C’est elle que je souhaiterais remercier, merci pour cette chaleur humaine, pour ce don, ce geste gratuit. Sans rien en retour, offre imperceptible. J’y repense toujours avec émotion. J’y repense surtout quand mon moral est en berne, quand la vie et les rapports humains me semblent compliqués. Cette femme me redonne foi en l’humanité et me pousse à croire en la bonté. Sans chercher plus loin, car autant elle maltraite des petits chats en cachette, mais je m’en fiche. Pour une fois, je me calque sur l’instant. Une parenthèse simple et belle , comme elle.
Festival Ho’oponopono etc.
Direction les Mines de Bruoux à Gargas (non loin de Apt) pour la première édition du Festival Ho’oponopono. Tout commence par un Aloha ! Le Lieu est magique. Cuisine et jus crus, world musique et électro au programme.
Un brin hippie, mais l’ambiance est bon enfant. Pour ceux qui connaissent le principe de la pensée positive ho’oponopono , le lien avec ce festival, à mes yeux, n’est que le nom. A part quelques pancartes avec les mots clés du mantra de base « désolé, pardon, merci, je t’aime ». Mais il n’y avait ni conférences, ni explications, ni stands où trouver les ouvrages en rapport, ce que j’ai trouvé un peu dommage. Voici un résumé explicatif que j’ai pu trouver sur internet: « Ho’oponopono est issu d’une très ancienne tradition Hawaïenne qui s’est transmise oralement de génération en génération. Cet « art » de vivre, cette philosophie se pratiquait pour aider à rétablir la paix en soi mais également pour rétablir la paix au sein d’une communauté, d’une famille quand survenaient des problèmes relationnels ou des enjeux importants. Il permettait d’apporter l’apaisement et la réconciliation en rétablissant l’équilibre par la médiation et le pardon mutuel. » A part cela, je me suis régalée de la cuisine cru, j’ai découvert des saveurs, et de bonnes idées de recettes. J’ai rêvé et dansé sur des airs qui évoquent les mythes et légendes, dans des langues inventées.

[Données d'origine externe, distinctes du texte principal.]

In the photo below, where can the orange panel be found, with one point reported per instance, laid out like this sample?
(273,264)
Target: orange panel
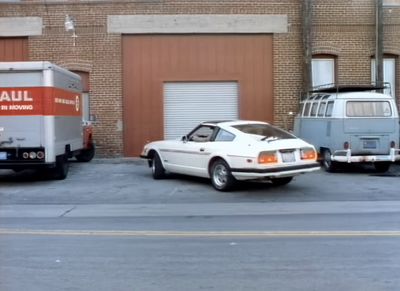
(151,60)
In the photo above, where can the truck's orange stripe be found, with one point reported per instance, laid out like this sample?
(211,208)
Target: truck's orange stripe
(39,101)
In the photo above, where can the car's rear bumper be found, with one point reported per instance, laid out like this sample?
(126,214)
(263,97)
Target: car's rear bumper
(278,172)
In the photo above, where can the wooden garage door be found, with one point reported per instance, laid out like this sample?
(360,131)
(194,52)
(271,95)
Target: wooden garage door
(13,49)
(149,61)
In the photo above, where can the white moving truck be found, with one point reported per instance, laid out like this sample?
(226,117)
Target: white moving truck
(41,124)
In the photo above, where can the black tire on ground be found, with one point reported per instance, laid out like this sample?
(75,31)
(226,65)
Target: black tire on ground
(157,168)
(86,155)
(281,181)
(327,163)
(382,167)
(60,172)
(221,176)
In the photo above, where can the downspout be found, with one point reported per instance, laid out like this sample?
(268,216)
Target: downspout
(307,45)
(379,43)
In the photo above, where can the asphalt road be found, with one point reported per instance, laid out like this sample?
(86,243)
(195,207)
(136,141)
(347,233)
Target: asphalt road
(109,226)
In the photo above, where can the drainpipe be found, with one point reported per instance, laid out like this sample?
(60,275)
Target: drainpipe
(379,43)
(307,44)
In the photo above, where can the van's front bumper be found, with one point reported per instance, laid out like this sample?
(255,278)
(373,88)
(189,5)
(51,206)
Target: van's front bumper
(345,156)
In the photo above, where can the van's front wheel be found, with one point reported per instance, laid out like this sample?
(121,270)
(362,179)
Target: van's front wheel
(327,163)
(382,167)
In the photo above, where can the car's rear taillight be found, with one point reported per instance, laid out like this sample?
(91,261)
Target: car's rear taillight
(308,154)
(269,157)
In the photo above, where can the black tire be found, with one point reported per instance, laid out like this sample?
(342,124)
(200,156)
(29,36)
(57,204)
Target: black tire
(60,172)
(86,155)
(327,163)
(281,181)
(221,176)
(157,168)
(382,167)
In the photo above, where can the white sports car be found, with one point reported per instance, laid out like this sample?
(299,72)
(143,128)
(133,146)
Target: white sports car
(227,151)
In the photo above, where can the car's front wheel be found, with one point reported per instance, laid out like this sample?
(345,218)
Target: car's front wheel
(221,176)
(157,168)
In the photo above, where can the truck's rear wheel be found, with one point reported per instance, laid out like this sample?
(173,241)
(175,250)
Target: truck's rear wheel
(60,172)
(86,155)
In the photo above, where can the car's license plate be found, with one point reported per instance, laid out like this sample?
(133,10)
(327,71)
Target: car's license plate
(288,157)
(369,144)
(3,155)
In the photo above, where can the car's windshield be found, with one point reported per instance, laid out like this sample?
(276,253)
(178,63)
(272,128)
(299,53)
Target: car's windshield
(267,131)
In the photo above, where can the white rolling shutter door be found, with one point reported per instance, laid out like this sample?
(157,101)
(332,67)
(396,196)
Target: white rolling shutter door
(186,104)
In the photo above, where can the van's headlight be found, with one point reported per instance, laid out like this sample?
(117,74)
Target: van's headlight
(308,154)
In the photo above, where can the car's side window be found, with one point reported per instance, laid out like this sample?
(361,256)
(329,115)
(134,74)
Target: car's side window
(224,135)
(202,134)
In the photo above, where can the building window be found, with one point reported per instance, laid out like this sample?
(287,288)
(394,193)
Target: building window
(86,114)
(323,70)
(389,74)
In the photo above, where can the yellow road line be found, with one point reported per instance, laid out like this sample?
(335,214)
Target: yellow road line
(255,234)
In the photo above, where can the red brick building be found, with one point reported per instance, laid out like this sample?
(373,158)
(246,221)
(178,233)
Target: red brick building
(151,68)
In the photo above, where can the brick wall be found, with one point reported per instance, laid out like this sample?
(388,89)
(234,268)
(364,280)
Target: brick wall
(345,28)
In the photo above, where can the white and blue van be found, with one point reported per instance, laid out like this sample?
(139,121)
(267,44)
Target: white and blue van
(350,124)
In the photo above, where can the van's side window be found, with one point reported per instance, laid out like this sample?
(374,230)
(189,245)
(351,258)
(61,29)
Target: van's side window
(321,109)
(368,109)
(301,109)
(329,109)
(314,109)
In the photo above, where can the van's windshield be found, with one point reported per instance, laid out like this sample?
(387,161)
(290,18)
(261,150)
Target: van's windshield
(368,109)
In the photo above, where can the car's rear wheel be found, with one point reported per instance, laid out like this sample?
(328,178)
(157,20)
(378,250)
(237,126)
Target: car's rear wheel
(382,167)
(157,168)
(327,163)
(281,181)
(221,176)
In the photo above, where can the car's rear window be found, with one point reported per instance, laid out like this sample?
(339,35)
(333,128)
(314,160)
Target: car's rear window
(265,130)
(368,109)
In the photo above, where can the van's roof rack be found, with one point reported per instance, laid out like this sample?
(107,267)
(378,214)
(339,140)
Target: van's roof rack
(346,88)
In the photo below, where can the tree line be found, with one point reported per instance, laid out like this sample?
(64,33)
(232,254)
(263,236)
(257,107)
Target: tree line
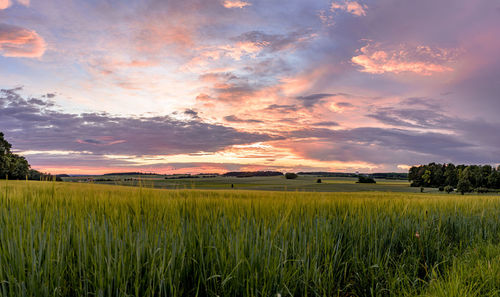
(464,178)
(13,166)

Quitte à être dans un beau coin de France,(après un petit plongeon rafraîchissant plus que nécessaire dans la piscine de la chambre d’hôtes: La Bastide du Jas http://www.labastidedujas.com/). Le lendemain s’est changé en visite de villages pittoresques. Saignon où j’ai passé la nuit, Bonnieux pour voir les oeuvres de J.R. Et arrêt à Silencio sur la route de Lourmarin, lieu éphémère de culture et de restauration sur la propriété d’Agnès Varda. Plateaux de fromages locaux et thé glacé, à l’ombre de beaux arbres, ayant comme seul bruit environnant le vent dans les branches. Une belle parenthèse…
(Merci à Maud de m’avoir embarquée dans cette aventure.)